Employers Plan to Grow Business Without Hiring in 2015

Business Hiring 2015

Canadian employers are optimistic about this year. With a lower dollar and signs of strong economic recovery in the U.S., businesses expect 2015 to be a boon. But, according to a recent survey by the recruitment company Hays Canada, employers intend to grow their businesses without hiring full time employees or significantly increasing salaries. The fifth annual Hays Canada Salary Guide interviewed 4000 employers across the country in November 2014. It asked them about salary predictions for this year, but also about workplace conditions and their prediction for business activity over the next 365 days.

Profit Without Growth

Almost half of the employers surveyed believe our economy will get stronger within the next six to 12 months and an impressive 70 per cent expect business activity to pick up in the coming year. In fact, optimism is at a five-year high and has jumped 15 points since it hit a low in 2011. But despite all these rosy predictions, a mere 7 per cent of employers expect to increase salaries more than 6 per cent and 62 per cent plan to grow profits without adding to their current head count. This worries Rowan O’Grady, President of Hays Canada. He says, “Looking at the results this year, we have to ask ourselves whether employers are asking too much from their people in a quest to improve productivity and profitability.”

From an economic perspective, a freeze on hiring will detract from jobs growth – one of the key benchmarks watched by the Bank of Canada when deciding to tweak monetary policy.
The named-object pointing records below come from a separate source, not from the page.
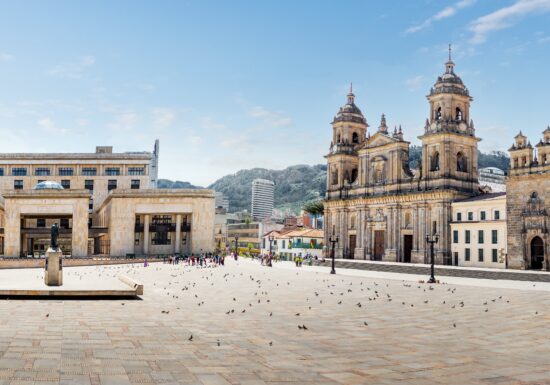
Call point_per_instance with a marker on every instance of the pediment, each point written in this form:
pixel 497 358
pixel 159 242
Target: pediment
pixel 380 139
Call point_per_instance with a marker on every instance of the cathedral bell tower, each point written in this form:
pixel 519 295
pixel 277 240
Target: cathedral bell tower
pixel 449 144
pixel 349 128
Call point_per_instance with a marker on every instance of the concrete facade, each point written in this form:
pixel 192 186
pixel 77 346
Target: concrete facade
pixel 479 232
pixel 528 203
pixel 375 204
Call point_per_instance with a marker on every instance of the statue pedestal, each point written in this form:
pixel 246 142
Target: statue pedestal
pixel 53 273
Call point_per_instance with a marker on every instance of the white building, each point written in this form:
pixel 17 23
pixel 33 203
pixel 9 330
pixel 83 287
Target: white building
pixel 262 198
pixel 478 231
pixel 294 243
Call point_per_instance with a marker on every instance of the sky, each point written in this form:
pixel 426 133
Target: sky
pixel 228 85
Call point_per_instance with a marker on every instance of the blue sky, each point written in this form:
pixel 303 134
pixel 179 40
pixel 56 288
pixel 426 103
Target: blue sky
pixel 228 85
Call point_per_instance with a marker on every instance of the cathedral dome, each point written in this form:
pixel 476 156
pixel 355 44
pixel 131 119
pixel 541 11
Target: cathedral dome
pixel 349 112
pixel 48 185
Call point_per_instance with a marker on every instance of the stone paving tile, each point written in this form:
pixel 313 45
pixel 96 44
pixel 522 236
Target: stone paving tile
pixel 414 335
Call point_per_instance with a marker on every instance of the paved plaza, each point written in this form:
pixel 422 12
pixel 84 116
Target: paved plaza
pixel 249 324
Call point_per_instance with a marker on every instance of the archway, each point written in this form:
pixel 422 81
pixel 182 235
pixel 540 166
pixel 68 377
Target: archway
pixel 537 253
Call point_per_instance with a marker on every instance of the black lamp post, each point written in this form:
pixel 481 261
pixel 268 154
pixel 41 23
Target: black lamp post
pixel 333 240
pixel 271 238
pixel 432 239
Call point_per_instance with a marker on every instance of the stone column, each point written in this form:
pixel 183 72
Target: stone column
pixel 80 229
pixel 177 246
pixel 146 218
pixel 12 231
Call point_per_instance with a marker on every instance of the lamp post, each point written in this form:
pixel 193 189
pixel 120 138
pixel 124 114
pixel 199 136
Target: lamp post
pixel 236 246
pixel 271 238
pixel 333 240
pixel 432 239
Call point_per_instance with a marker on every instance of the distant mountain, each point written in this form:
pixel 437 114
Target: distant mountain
pixel 166 183
pixel 296 185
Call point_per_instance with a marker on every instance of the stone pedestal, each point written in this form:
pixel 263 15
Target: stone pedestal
pixel 53 272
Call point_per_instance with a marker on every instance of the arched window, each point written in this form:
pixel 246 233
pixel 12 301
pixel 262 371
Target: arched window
pixel 438 114
pixel 434 164
pixel 461 162
pixel 353 175
pixel 458 115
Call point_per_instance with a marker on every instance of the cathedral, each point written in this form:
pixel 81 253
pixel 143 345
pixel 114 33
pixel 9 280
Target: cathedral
pixel 375 204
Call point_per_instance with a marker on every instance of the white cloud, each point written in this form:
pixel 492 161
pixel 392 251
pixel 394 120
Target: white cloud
pixel 5 57
pixel 414 83
pixel 48 125
pixel 73 70
pixel 163 117
pixel 443 14
pixel 505 18
pixel 271 118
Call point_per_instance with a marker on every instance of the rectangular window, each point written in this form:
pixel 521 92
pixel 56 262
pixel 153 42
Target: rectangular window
pixel 42 171
pixel 112 171
pixel 19 171
pixel 89 171
pixel 65 171
pixel 136 171
pixel 89 184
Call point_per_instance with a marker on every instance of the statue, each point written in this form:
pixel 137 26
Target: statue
pixel 54 234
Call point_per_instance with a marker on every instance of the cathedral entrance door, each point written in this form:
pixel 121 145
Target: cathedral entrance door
pixel 407 248
pixel 378 244
pixel 537 253
pixel 352 244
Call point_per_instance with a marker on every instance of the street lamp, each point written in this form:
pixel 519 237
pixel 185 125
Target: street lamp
pixel 432 239
pixel 271 238
pixel 236 246
pixel 333 240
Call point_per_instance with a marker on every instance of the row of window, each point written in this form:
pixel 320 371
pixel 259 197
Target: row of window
pixel 482 216
pixel 480 255
pixel 480 236
pixel 69 171
pixel 88 184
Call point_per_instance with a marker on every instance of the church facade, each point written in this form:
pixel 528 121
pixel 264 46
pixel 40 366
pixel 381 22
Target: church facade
pixel 375 204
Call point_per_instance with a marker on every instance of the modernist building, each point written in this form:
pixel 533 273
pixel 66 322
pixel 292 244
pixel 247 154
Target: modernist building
pixel 262 199
pixel 104 202
pixel 375 204
pixel 528 203
pixel 478 231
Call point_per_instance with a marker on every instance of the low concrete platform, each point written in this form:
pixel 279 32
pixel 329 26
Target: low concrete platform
pixel 78 283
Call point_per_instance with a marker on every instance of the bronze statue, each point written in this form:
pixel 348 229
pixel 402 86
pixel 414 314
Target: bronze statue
pixel 54 234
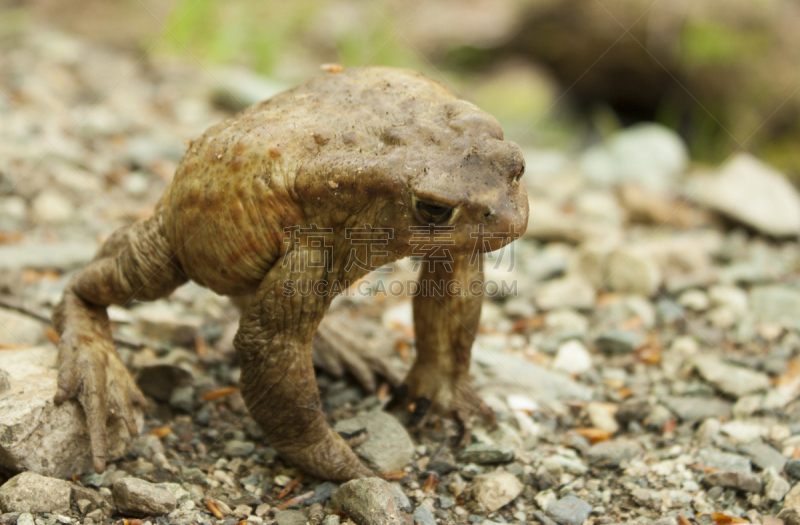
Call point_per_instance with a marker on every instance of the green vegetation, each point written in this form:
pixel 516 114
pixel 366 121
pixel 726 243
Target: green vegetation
pixel 287 38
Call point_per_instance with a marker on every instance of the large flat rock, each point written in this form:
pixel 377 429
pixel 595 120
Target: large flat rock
pixel 752 193
pixel 35 434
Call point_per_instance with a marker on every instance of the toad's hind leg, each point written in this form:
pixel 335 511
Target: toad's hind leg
pixel 134 263
pixel 446 317
pixel 338 349
pixel 278 383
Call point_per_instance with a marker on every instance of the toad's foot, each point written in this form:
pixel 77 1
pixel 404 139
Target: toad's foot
pixel 339 350
pixel 425 392
pixel 91 372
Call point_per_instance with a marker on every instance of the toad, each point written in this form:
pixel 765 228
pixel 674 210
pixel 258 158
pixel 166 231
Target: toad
pixel 282 207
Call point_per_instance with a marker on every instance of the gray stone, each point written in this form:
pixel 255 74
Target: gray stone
pixel 147 446
pixel 486 454
pixel 775 303
pixel 648 154
pixel 19 329
pixel 632 409
pixel 792 498
pixel 331 519
pixel 776 488
pixel 30 492
pixel 158 379
pixel 45 255
pixel 724 461
pixel 291 517
pixel 569 510
pixel 238 88
pixel 446 502
pixel 790 515
pixel 372 501
pixel 322 493
pixel 633 271
pixel 617 342
pixel 496 489
pixel 182 398
pixel 137 497
pixel 792 467
pixel 510 374
pixel 697 408
pixel 236 448
pixel 388 447
pixel 51 207
pixel 423 516
pixel 613 453
pixel 161 323
pixel 42 437
pixel 567 292
pixel 573 358
pixel 748 191
pixel 734 380
pixel 764 456
pixel 736 480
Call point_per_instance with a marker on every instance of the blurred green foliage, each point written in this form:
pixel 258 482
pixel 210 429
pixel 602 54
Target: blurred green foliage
pixel 283 38
pixel 709 43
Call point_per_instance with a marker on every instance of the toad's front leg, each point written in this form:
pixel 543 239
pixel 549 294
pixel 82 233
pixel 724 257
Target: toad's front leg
pixel 274 344
pixel 446 316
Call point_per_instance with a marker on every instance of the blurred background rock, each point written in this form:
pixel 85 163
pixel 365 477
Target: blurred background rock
pixel 555 72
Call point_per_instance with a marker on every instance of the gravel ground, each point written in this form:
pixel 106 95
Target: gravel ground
pixel 643 363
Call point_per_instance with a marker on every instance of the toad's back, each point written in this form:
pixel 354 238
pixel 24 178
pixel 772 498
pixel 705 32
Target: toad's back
pixel 233 196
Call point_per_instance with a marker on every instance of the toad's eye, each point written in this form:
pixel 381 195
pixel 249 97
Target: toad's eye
pixel 520 174
pixel 430 213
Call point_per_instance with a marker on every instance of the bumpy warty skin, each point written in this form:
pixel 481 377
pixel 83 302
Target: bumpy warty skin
pixel 376 147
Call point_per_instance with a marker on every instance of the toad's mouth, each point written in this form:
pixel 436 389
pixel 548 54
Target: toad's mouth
pixel 430 212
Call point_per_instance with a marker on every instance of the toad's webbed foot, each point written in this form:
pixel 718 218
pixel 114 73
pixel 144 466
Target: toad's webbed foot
pixel 339 350
pixel 91 372
pixel 424 393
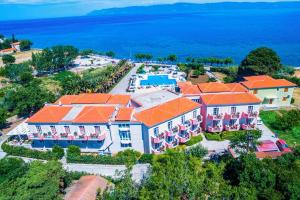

Also Read: Canada Budget: A Focus on Jobs and Growth>

Addressing the Skills Shortage

Experts say Canada is facing a skills shortage. There are many jobs that can’t be filled domestically because there’s no one trained to do them. Now, a healthy one third of employers are saying they’re to blame for the lack of manpower. They admit that their own lack of professional development programs contribute to a shortage of talent, especially in the most hard-to-fill senior roles. According to the Hays survey, 70 per cent of employers say recruiting for senior roles is the most difficult and can take anywhere from two to six months to fill. It’s great that employers want to support their existing staff towards promotion and better salaries, but O’Grady warns it’s with employees who already feel overstretched, adding that aggressive targets could be seriously undermined if current staff are made to bear the burden.

A Focus On Training

Employees need to feel there is a plan for them personally if a boss expects them to grow within the company, says O’Grady. He adds, “Employers should be investing in skills development, recruitment and succession planning to keep pace with their ambitions.” The good news is more than 50 per cent of employers say they want to do better at training their current staff. It’s positive that companies and employers realize they are part of the problem when it comes to comes a skills shortage in Canada, but now they need to take action to change that trend. The survey also shows staff morale has declined this year and that suggests growing workplace dissatisfaction could hamper expectations of growth through productivity gains

Keep Expectations in Perspective

Employers need to manage expectations this year. Yes, our biggest trading partner – the U.S. – has an economy that’s improving and that’s great news for Canada. But employees can’t be expected do more for less.  Employers have already acknowledged the talent issue is within their control. Now they need to find a reasonable approach to fill that gap without burning out their employees.

They are willing to add solutions like, work-from-home options, flexible hours and extended benefits in an effort to attract talent, so they can see their business grow without too much change to their workforce. “It appears Canadian employers are poised to capitalize on their positive outlook although I sincerely hope a focus on short-term gain doesn’t distract them from resolving the looming challenges ahead,” says O’Grady.